In un comunicato stampa, la denuncia: i musicisti ricevono un compenso di 50 euro al giorno per quaranta giorni di lavoro. «Prove estenuanti e tempi di lavoro interminabili: dalle 10 del mattino fino a fine diretta, spesso dopo la mezzanotte. Sono condizioni inaccettabili che svelano, ancora una volta, come dietro luci sfavillanti e giacche doppiopetto il mondo dello spettacolo in Italia non riconosca il lavoro degli artisti» scrive il sindacato.
Quali sono le condizioni contrattuali dei componenti dell’orchestra?
Si divide in due parti: l’Orchestra ritmica e l’Orchestra Sinfonica di Sanremo. La prima è sostenuta dalla Rai, la seconda è in difficoltà da molti anni per il calo dei contributi pubblici. La regione contribuisce poco e anche il Comune non ha grandi possibilità. La Provincia ha smesso di finanziarla. Le difficoltà derivano dal fatto che gli artisti sono quasi tutti a partita IVA. Chi compone le file di Sanremo è quasi sempre freelance che ha in media un cachet fisso di 1900 Euro per 40 giorni con un rimborso minimo di 180 Euro. Considerando anche che molti musicisti negli anni subiscono danni fisici per questioni di postura e tempo di prove, che pure sono molto lunghe.
Quindi secondo lei Sanremo non restituisce quello che prende a chi lavora per il festival?
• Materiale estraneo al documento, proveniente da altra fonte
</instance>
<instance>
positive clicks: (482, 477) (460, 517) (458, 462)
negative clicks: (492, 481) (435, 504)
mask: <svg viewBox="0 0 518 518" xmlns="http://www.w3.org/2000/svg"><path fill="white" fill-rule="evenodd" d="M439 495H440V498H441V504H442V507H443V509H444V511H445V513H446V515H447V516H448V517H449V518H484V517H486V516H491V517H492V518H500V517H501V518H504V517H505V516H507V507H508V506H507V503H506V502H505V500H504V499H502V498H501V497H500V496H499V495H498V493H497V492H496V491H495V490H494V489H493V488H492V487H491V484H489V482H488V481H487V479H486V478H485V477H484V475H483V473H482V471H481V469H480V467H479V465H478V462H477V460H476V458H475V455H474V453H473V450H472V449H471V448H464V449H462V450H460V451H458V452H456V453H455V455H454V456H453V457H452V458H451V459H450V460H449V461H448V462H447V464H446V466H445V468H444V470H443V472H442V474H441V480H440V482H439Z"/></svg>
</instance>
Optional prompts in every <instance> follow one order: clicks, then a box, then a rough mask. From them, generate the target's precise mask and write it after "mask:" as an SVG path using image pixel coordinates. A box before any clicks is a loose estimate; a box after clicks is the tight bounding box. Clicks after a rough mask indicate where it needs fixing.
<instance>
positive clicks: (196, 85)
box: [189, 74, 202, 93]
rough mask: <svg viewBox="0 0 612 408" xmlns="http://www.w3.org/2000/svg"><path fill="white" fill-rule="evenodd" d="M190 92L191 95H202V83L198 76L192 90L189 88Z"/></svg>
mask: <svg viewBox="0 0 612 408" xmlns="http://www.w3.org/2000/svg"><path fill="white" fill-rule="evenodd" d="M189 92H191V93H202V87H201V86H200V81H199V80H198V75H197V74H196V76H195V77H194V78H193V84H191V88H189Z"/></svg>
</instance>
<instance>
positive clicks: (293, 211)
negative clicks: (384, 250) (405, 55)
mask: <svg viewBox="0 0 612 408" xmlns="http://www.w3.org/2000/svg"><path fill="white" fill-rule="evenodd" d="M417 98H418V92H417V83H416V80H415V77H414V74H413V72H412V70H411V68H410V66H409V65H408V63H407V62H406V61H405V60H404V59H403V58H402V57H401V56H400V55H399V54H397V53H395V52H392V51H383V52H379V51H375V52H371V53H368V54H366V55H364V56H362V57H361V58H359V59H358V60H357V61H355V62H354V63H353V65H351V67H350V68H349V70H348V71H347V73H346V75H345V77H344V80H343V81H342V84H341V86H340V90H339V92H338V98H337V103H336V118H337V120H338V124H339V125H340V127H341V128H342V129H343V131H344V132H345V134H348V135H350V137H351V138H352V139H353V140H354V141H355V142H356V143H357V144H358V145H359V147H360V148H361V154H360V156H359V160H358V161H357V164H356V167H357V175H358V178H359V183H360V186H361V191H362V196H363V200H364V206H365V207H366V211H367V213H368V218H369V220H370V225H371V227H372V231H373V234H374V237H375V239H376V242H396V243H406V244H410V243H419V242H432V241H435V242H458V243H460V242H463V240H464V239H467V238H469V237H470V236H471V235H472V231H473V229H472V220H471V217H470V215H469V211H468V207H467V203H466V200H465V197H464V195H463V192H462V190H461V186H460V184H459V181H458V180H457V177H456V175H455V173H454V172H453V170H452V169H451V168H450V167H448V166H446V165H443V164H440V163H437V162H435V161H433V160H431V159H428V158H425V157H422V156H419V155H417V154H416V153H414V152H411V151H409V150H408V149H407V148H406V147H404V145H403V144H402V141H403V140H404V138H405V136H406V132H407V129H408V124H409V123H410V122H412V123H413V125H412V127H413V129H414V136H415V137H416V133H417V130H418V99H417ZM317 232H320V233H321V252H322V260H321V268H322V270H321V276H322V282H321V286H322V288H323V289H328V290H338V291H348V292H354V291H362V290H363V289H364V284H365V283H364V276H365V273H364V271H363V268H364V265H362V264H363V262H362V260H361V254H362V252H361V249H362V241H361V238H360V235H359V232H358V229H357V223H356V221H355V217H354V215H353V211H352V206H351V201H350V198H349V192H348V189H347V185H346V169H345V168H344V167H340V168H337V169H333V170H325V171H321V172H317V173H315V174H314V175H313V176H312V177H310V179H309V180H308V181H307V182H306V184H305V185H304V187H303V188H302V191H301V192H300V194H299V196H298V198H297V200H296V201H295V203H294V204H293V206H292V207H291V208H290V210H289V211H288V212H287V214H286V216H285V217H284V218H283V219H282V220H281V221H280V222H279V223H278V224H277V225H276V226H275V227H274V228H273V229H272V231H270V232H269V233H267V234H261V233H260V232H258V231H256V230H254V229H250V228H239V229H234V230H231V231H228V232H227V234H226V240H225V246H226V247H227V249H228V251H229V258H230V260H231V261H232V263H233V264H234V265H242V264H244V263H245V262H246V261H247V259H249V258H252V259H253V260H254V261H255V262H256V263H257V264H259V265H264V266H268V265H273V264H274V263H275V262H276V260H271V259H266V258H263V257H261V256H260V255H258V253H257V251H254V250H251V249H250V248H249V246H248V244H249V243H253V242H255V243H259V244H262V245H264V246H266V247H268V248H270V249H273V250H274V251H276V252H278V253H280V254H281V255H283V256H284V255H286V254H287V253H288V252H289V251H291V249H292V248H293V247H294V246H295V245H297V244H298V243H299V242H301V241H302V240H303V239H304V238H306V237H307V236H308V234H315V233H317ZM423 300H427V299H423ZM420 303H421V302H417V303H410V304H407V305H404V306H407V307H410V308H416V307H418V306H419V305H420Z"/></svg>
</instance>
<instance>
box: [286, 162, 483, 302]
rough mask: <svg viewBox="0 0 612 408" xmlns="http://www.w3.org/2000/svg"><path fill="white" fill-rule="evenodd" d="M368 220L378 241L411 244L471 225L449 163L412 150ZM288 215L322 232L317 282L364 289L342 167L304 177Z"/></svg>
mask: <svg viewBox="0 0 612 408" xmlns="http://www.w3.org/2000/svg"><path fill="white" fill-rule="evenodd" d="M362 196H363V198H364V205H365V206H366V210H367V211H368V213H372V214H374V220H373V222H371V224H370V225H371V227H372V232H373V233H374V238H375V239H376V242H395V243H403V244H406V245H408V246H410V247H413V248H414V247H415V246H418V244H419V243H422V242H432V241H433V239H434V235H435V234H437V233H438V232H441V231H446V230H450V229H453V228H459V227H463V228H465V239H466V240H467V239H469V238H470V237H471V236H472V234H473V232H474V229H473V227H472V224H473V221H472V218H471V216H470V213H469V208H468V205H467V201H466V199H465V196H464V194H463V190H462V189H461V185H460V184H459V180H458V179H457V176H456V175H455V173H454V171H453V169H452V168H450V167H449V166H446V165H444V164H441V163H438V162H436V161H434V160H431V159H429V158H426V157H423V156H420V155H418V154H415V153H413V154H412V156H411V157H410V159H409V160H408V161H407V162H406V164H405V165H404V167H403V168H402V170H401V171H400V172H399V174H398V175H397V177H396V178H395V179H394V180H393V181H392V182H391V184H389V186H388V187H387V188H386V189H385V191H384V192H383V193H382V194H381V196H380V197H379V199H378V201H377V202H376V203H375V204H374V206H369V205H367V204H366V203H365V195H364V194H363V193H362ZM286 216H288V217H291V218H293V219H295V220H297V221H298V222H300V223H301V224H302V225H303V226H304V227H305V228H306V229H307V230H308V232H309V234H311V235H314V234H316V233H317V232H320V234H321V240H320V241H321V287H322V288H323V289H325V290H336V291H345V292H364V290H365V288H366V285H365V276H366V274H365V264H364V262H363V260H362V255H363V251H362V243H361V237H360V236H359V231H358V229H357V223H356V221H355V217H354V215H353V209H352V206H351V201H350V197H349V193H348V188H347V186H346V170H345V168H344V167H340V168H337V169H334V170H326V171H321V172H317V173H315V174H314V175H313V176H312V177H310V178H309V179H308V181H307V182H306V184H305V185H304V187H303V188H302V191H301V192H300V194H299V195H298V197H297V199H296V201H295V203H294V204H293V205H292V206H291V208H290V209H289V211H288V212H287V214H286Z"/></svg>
È singolare che si arrivi a questi compensi ridicoli, ecco. Le prove iniziano già da gennaio a Roma, c’è un lavoro preparatorio importante. Dalle 10 del mattino fino alle 21 e poi, nella settimana della kermesse, dalle 10 fino a fine diretta, quindi molto spesso fino a dopo mezzanotte. Si tratta di una vetrina per l’Italia, un sacco di lustrini e un indotto importante. Inoltre, la quantità di lavoro nero nel settore musicale è molto importante, si parla di 2 o 3 miliardi di nero. A un evento pubblico di questa portata si chiede di rispettare i diritti dei lavoratori. I musicisti poi sono molto deboli, considerata anche la loro professione atipica che li porta ad accettare qualunque condizione. I contributi poi non corrispondono alla mole di lavoro, quando un artista invecchia, non riesce a garantirsi una pensione dignitosa. Il fenomeno non è da circoscrivere a Sanremo: con i suoi riflettori mette solo in luce cose che succedono tutti i giorni in occasioni di tante kermesse.
Questo riguarda la musica, quali sono invece le condizioni di truccatori e costumisti?
Quelli di Sanremo forse sono più tutelati. Tanti arrivano anche dalla Rai, ma ci sono anche professionisti che non arrivano dall’ambito dello spettacolo. Non vengono selezionati dagli ambiti del teatro, molto spesso ci si affida a sarti non specializzati. In realtà il settore dello spettacolo non è mappato con precisione e un vero professionismo non esiste. Si tratta di un lavoro atipico che dovrebbe godere di maggiori garanzie.
Quale sarebbe quindi la soluzione?
Si dovrebbero garantire dei finanziamenti e nel nostro Paese sono pochi. Dall’altra parte anche agevolare contesti nei quali si fa arte e spettacolo.